En plus du pétrolier d'origine française, d'autres industriels tricolores se sont joints à la réalisation de ce chantier hors-norme. Parmi eux, Vinci, qui a réalisé les trois réservoirs cryogéniques géants «pouvant contenir deux Airbus A380». Des réservoirs où seront stocké le gaz liquéfié, dont le volume est compressé jusqu'à 600 fois grâce à un refroidissement à —160 ° C. Un procédé de liquéfaction facilité par les conditions climatiques extrêmes de Yamal (les températures pouvant descendre jusqu'à —50 °C l'hiver).
On compte aussi parmi les artisans de ce projet pharaonique Technip, qui jusqu'à il y a quelques mois était encore français, et qui a coordonné la réalisation industrielle du projet. Le complexe Yamal, plus grande construction modulaire au monde, étant décomposé en 150 modules préfabriqués, construits en Chine, Philippines et Indonésie, acheminés jusqu'au site par barge lorsque les conditions climatiques le permettaient.
«Le groupe a été chargé de la fabrication en Asie, de l'acheminement des modules, chacun ressemblant à une sorte de Beauboug, et de leurs installations comme des Legos», précise Hélène Clément Pitiot.
Pourtant, Technip revient de loin.
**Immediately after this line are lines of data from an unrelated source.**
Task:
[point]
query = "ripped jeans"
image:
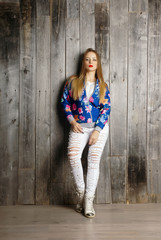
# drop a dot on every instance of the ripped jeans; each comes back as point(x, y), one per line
point(76, 145)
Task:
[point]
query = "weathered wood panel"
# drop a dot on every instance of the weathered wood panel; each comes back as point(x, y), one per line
point(26, 191)
point(118, 88)
point(154, 102)
point(9, 102)
point(43, 103)
point(58, 145)
point(41, 45)
point(118, 179)
point(137, 106)
point(103, 192)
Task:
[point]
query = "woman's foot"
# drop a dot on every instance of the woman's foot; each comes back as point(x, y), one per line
point(79, 207)
point(88, 208)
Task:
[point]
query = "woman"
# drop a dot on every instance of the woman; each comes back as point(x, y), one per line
point(86, 104)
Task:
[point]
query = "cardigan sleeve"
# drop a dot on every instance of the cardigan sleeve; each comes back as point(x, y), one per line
point(65, 102)
point(104, 112)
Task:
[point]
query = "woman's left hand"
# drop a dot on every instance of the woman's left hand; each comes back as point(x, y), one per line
point(94, 137)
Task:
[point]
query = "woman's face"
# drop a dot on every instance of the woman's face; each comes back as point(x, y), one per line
point(90, 62)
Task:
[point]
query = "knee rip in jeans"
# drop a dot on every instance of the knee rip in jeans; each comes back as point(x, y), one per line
point(73, 155)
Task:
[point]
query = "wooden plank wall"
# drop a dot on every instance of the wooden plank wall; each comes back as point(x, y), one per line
point(41, 45)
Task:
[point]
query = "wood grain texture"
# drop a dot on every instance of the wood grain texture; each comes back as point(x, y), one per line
point(118, 89)
point(43, 104)
point(138, 5)
point(87, 25)
point(103, 192)
point(41, 45)
point(118, 179)
point(154, 102)
point(27, 103)
point(9, 105)
point(137, 107)
point(58, 194)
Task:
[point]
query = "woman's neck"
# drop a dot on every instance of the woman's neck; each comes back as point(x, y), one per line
point(90, 76)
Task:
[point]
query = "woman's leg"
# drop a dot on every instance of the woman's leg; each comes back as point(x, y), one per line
point(94, 156)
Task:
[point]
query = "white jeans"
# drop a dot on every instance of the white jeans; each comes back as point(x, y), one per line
point(76, 145)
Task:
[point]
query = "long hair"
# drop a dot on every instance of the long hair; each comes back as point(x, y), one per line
point(78, 81)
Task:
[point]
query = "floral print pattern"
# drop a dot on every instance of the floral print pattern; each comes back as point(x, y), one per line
point(84, 111)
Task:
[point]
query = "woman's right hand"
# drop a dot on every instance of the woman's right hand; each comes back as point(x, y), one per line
point(76, 127)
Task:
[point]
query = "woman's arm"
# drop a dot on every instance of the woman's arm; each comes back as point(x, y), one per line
point(65, 102)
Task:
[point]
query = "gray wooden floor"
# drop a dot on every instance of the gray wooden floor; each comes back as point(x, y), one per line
point(139, 222)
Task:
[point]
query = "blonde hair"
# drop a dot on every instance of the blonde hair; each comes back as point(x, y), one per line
point(77, 81)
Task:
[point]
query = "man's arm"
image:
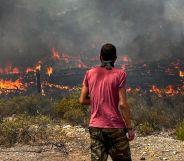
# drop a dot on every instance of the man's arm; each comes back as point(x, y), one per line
point(125, 111)
point(84, 97)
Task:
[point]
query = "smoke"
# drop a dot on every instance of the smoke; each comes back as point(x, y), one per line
point(143, 30)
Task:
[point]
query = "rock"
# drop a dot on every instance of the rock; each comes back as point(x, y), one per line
point(142, 158)
point(67, 126)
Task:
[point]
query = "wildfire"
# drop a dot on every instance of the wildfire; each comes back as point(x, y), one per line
point(181, 73)
point(170, 90)
point(61, 87)
point(28, 70)
point(38, 67)
point(156, 90)
point(49, 71)
point(9, 70)
point(12, 85)
point(55, 54)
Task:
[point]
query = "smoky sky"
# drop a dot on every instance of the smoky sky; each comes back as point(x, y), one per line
point(145, 30)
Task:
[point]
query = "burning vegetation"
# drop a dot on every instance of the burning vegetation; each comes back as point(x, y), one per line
point(62, 72)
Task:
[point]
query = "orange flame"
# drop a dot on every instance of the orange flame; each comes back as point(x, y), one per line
point(49, 71)
point(12, 85)
point(28, 70)
point(55, 54)
point(61, 87)
point(9, 70)
point(170, 90)
point(181, 73)
point(156, 90)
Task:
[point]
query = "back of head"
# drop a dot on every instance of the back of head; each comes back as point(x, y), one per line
point(108, 56)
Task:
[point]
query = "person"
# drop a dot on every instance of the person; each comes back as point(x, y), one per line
point(104, 89)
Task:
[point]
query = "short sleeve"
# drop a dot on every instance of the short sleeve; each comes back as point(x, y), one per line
point(122, 81)
point(85, 80)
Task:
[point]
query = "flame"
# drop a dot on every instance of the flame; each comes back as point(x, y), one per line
point(181, 73)
point(12, 85)
point(49, 71)
point(28, 70)
point(125, 59)
point(155, 89)
point(61, 87)
point(55, 54)
point(128, 89)
point(65, 57)
point(9, 70)
point(170, 90)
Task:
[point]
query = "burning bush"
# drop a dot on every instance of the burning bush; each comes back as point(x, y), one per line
point(180, 131)
point(24, 129)
point(30, 105)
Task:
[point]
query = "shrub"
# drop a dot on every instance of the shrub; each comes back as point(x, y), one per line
point(30, 105)
point(145, 129)
point(180, 131)
point(24, 129)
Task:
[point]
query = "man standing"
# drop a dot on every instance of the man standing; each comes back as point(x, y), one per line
point(104, 89)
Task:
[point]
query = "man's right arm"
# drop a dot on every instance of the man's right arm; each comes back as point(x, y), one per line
point(125, 111)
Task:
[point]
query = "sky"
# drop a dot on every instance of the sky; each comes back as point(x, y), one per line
point(147, 30)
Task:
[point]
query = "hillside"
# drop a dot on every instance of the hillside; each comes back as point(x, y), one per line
point(75, 147)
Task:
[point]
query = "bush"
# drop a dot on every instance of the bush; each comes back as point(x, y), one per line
point(180, 131)
point(24, 129)
point(30, 105)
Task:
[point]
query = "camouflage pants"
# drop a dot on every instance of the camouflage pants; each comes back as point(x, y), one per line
point(111, 142)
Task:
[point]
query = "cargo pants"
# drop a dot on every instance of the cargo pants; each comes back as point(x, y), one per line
point(109, 141)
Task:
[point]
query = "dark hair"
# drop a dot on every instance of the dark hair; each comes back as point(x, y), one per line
point(108, 52)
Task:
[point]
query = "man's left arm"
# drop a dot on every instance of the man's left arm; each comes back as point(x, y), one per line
point(84, 97)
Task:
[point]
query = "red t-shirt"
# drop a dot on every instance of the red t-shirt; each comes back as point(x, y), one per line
point(103, 88)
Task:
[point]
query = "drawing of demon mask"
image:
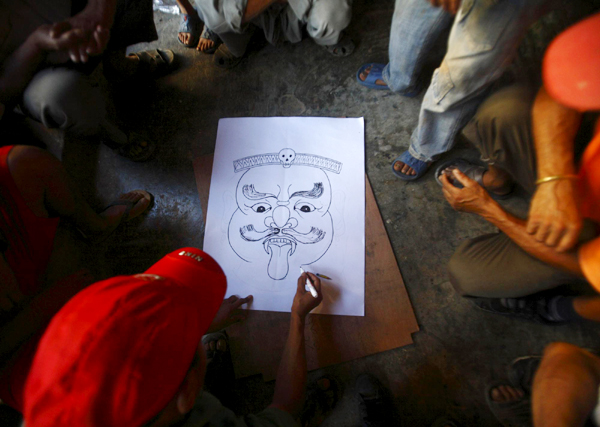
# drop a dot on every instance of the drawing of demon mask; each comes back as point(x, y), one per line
point(283, 218)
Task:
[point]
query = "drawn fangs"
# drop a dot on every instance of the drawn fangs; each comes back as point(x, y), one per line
point(283, 202)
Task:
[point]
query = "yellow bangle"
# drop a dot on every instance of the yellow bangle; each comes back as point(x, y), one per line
point(555, 178)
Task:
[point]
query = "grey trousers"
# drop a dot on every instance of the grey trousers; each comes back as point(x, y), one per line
point(325, 21)
point(492, 265)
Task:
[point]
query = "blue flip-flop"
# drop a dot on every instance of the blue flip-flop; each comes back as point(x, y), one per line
point(375, 74)
point(419, 166)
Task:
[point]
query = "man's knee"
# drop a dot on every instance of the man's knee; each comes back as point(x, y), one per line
point(327, 20)
point(506, 112)
point(64, 99)
point(460, 270)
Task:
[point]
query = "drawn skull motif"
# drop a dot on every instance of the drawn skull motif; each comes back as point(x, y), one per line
point(287, 157)
point(282, 220)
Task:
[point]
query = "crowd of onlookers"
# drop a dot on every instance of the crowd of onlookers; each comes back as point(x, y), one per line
point(142, 350)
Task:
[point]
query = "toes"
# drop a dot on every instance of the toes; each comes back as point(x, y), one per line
point(398, 166)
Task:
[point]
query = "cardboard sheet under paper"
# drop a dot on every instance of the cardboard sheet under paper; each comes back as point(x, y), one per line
point(288, 192)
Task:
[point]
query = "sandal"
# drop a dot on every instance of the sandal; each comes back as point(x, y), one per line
point(225, 59)
point(419, 166)
point(473, 171)
point(212, 36)
point(522, 370)
point(154, 63)
point(321, 397)
point(130, 213)
point(138, 149)
point(443, 422)
point(220, 376)
point(375, 74)
point(516, 413)
point(532, 308)
point(189, 24)
point(342, 48)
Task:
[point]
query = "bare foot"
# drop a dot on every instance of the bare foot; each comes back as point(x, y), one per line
point(495, 180)
point(404, 168)
point(205, 44)
point(506, 394)
point(365, 73)
point(186, 39)
point(214, 346)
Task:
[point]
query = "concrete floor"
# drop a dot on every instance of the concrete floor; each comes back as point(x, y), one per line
point(458, 350)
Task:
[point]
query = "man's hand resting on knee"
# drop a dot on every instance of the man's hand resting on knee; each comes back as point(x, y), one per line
point(554, 216)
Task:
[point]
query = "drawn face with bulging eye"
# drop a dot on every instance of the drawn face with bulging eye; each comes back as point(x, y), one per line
point(282, 222)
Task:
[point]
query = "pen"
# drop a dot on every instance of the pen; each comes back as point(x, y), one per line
point(310, 286)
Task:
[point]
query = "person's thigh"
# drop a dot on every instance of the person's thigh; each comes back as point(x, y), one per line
point(501, 131)
point(483, 41)
point(493, 266)
point(416, 26)
point(65, 99)
point(327, 19)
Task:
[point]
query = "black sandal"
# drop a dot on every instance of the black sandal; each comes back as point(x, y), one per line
point(321, 397)
point(154, 63)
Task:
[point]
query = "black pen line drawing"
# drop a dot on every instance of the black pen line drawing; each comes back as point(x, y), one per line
point(282, 220)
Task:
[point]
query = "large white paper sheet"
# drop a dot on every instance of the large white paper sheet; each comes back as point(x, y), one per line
point(287, 192)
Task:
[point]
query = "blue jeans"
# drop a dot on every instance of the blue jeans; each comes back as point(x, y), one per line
point(483, 41)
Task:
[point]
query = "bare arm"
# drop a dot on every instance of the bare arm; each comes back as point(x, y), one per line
point(291, 377)
point(554, 217)
point(18, 69)
point(473, 198)
point(256, 7)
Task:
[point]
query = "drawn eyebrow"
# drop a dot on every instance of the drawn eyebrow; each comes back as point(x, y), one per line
point(250, 193)
point(315, 193)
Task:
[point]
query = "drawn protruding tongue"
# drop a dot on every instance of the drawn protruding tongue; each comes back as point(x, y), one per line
point(278, 263)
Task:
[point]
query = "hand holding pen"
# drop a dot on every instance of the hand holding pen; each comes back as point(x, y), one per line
point(304, 301)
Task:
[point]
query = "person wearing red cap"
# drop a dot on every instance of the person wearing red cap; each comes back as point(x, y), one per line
point(38, 263)
point(127, 351)
point(559, 242)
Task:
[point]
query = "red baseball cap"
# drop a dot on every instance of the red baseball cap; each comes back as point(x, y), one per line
point(119, 350)
point(571, 68)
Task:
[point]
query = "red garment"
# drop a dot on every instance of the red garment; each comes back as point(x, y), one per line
point(119, 350)
point(30, 238)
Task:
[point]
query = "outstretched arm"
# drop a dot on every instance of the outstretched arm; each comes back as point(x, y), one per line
point(554, 217)
point(291, 376)
point(18, 69)
point(473, 198)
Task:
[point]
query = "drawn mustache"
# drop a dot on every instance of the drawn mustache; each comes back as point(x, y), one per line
point(250, 234)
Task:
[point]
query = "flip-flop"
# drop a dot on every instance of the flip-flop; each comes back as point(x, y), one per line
point(375, 74)
point(212, 36)
point(129, 204)
point(522, 370)
point(320, 400)
point(189, 24)
point(419, 166)
point(342, 48)
point(443, 422)
point(125, 217)
point(154, 63)
point(473, 171)
point(138, 149)
point(510, 414)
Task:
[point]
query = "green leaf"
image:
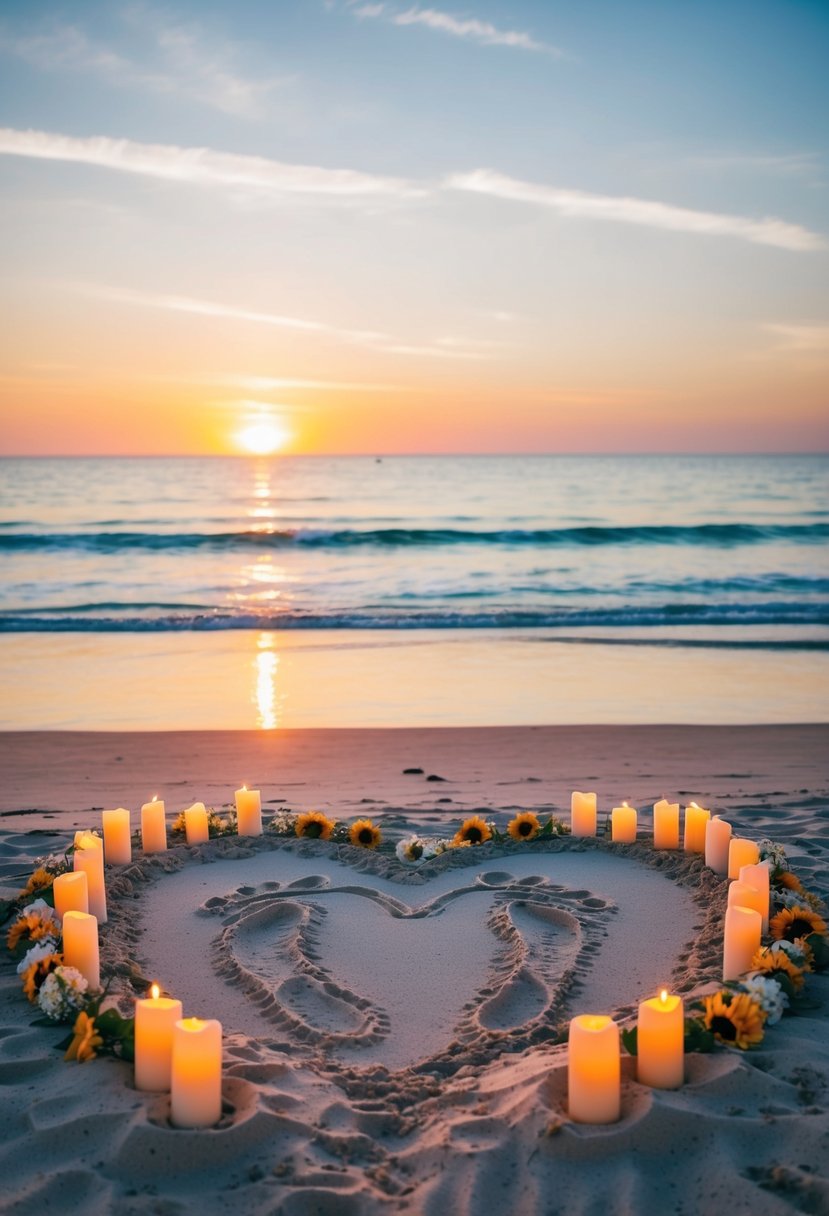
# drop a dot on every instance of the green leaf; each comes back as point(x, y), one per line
point(629, 1039)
Compagnie d'ingénierie pétrolière et gazière, employant des dizaines de milliers de personnes, créée par l'Institut du Pétrole (IFP), elle est l'une de ces entreprises industrielles françaises touchées de plein fouet par l'extraterritorialité du droit US. Accusée de corruption par les autorités américaines sur des contrats au Nigéria, elle écope en 2010 d'une amende de 338 millions de dollars. Début 2017, elle fusionne avec la compagnie américaine, FMC Technologies, donnant naissance à Technip-FMC, dirigée par l'Américain Douglas Pferdehirt. L'entreprise, qui n'est plus contrôlée qu'à hauteur de 3,9% par l'État français, devrait tirer une part importante de ses revenus de l'exploitation du site de Yamal LNG.
Yamal, un projet «prométhéen!», pour reprendre l'adjectif concédé par Le Monde à Jean-Pierre Chevènement, membre de la délégation française. Des mots à la hauteur du défi logistique, comme le souligne Total, qui croie au potentiel du GNL depuis près d'un demi-siècle, ce qui n'avait rien d'évident dans le cas du terminal du Grand Nord russe: «au début du projet, ce site ne disposait d'aucune voie d'accès terrestre ou maritime».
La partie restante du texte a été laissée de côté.